7月13日は何に陽(ひ)が当たったか?
1870年7月13日は、当時のプロイセンとフランスが戦争するきっかけを作った、エムス電報事件が起こった日です。
ホーエンツォレルン家の君主が統治するプロイセン王国(1701-1918。現在のドイツ北部あたり)では、国王ヴィルヘルム1世(プロイセン王位1861-88)と、鉄血宰相との異名を持つオットー・フォン・ビスマルク宰相(1815-98)のもとで軍事大国化が進み、1866年にはオーストリアを破ってドイツ連邦からオーストリアを退け、ドイツ連邦に代わる北ドイツ連邦の盟主国となって、強勢を誇りました。
1868年9月、スペイン(スペイン・ブルボン朝)で国政不満による革命が起こり、スペイン国王は退位を迫られ、フランスへ亡命しました。このため、スペイン王国は空位となりました。当然、次期王位を巡って、王位継承問題が立ち上がります。
カトリック国スペインとしては、西南ドイツに拠点を構えるドイツ諸侯レオポルトを推薦、スペインの革命派の要請にプロイセン側も賛成しました。
プロイセンでは、北ドイツ連邦をドイツ国家として統一する目標を掲げていました。一方で第二帝政を敷いていた隣国フランスは、次期スペイン王にプロイセンに息のかかったドイツ諸侯をたてるということは、フランスは東西両側からドイツに睨まれる形となり、皇帝ナポレオン3世(帝位1852-70)が黙視する筈がありませんでした。フランスはレオポルト擁立支持の撤回をプロイセンに求めました。ヴィルヘルム1世はもとより、当のレオポルトもこの問題にはあまり関心がなく、結果プロイセンはこの問題から手を引き、レオポルトはスペイン王位を辞退しました。
しかし執念深いナポレオン3世は、不安定なスペイン情勢にいつプロイセンが乗り込んでもおかしくない状況であったことから、プロイセンのヴィルヘルム1世に対し、今後二度とドイツ側からスペイン王位に乗り出さないように外交をはかるべく、陽の当たった1870年7月13日(画像はこちら。wikipediaより)、静養のためドイツ西部の温泉地エムス(バート・エムス)にいたヴィルヘルム1世に、フランス大使としてヴァンサン・ベネデッティ外交官(1817-1900)を派遣しました。フランス大使の要求に対し、ヴィルヘルム1世は「すでにこちらから辞退して、この問題が終わっているというのに、さらに要求を加えるとは無礼だぞ。」と述べてフランスの要求を拒否しました。ヴィルヘルム1世は首都ベルリンにいるビスマルクに、エムスでのやりとりを電報で知らせました。

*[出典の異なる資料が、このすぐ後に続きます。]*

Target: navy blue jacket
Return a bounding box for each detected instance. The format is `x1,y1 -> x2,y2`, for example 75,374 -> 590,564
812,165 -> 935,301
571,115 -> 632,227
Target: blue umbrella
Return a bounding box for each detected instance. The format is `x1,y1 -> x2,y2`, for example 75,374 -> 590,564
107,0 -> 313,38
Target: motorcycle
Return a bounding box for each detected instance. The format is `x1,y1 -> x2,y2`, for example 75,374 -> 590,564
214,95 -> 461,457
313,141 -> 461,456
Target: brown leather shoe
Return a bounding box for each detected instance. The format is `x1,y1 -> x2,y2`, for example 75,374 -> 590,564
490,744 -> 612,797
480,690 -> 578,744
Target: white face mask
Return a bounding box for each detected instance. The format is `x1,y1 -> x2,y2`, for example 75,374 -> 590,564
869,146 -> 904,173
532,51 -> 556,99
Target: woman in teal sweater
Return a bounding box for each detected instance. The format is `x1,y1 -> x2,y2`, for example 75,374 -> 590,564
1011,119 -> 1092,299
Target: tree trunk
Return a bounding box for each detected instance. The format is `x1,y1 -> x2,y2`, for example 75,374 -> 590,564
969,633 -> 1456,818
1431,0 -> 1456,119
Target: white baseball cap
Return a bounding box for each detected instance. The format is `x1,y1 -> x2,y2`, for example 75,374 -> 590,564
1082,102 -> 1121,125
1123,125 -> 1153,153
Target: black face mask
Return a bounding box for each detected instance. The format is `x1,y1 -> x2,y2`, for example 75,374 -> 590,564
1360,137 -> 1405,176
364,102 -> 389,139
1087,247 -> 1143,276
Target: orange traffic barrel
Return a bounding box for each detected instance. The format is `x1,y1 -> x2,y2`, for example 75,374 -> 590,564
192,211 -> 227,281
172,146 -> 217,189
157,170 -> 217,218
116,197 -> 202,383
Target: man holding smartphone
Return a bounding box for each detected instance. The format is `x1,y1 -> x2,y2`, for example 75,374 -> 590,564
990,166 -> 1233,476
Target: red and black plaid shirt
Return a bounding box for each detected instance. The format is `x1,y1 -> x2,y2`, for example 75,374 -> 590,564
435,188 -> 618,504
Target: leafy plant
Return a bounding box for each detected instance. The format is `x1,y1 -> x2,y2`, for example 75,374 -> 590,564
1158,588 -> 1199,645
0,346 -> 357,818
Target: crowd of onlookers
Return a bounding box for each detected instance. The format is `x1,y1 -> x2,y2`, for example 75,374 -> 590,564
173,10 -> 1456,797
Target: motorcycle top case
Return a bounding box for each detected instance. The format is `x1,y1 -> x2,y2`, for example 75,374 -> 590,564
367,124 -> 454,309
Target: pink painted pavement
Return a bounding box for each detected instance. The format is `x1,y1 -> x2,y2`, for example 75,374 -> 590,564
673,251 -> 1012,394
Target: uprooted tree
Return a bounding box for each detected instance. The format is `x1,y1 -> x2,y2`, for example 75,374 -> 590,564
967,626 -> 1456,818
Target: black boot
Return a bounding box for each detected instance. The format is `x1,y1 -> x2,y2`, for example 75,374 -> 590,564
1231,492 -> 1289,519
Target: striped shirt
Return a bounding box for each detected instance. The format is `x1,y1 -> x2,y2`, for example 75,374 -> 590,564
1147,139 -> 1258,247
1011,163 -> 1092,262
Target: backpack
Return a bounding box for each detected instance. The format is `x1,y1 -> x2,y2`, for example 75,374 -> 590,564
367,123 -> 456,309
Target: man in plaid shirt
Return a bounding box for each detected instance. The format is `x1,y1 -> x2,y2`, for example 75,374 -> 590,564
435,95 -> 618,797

当のビスマルクはドイツ統一の大前提として、このエムスでの一件があろうとなかろうと、来たるフランスとの決戦に勝つことを第一に考え、軍備を整え始めておりました。フランスが北ドイツ連邦盟主プロイセンに宣戦布告を行った場合は、同盟国が国を挙げて協力するように連邦内に呼びかけていたのです。
こうした中、電報を預かったビスマルクは、普墺戦争の時と同様、ドイツの軍事力でフランスに必ず勝てると確信していたものの、さらに駄目を押す形でこの電報の内容を歪曲することを思いついたのです。

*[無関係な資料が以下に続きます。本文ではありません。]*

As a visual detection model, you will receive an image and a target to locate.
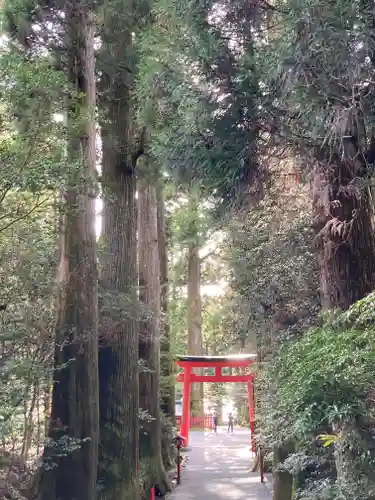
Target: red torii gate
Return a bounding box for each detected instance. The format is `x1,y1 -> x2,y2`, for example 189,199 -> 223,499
176,354 -> 257,452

できあがった電報は、「フランス大使がプロイセン国王を脅迫し、今後スペイン王位継承者を出さないという保証を迫った。これに対して王は怒り、大使をその場から追い返した。」という過激な内容でした。ビスマルクは翌日、新聞にてこの電報内容をそのまま発表しました。

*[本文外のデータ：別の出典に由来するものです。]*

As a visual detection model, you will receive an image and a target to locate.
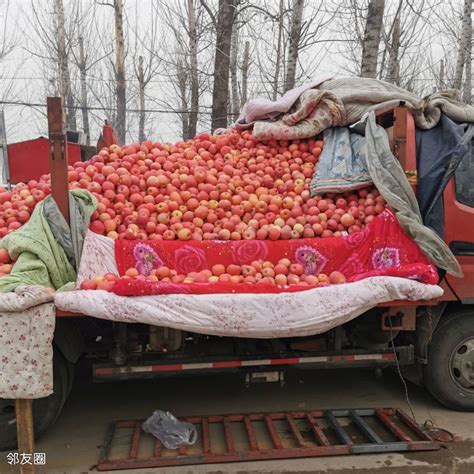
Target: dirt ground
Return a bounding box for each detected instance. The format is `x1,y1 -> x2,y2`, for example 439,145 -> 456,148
0,369 -> 474,474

新聞を目にしたプロイセン国民は、国王を脅迫したフランス大使の行為に対して怒り、フランス国民にとってもプロイセン国王の大使への追い立て行為に怒りが頂点に達します。結局ビスマルクの挑発に乗ってしまったナポレオン3世がプロイセンに宣戦、普仏戦争(プロイセン・フランス戦争。1870.7.19-1871.5.10)が勃発しました。結局プロイセン軍がナポレオン3世をセダン(フランス東部国境の要塞)で捕らえ、ナポレオン3世は降伏、パリを占領しフランス第二帝政は崩壊しました。戦況はプロイセンが断然有利であり、終戦を迎えぬうちに、ヴェルサイユ宮殿鏡の間において、ドイツ帝国の成立を宣言しました(1871.1)、ヴィルヘルム1世は初代ドイツ皇帝(帝位1871-88)となり、ビスマルクはドイツ帝国初代首相(任1871-90)としてドイツの統一を完成させたのでした。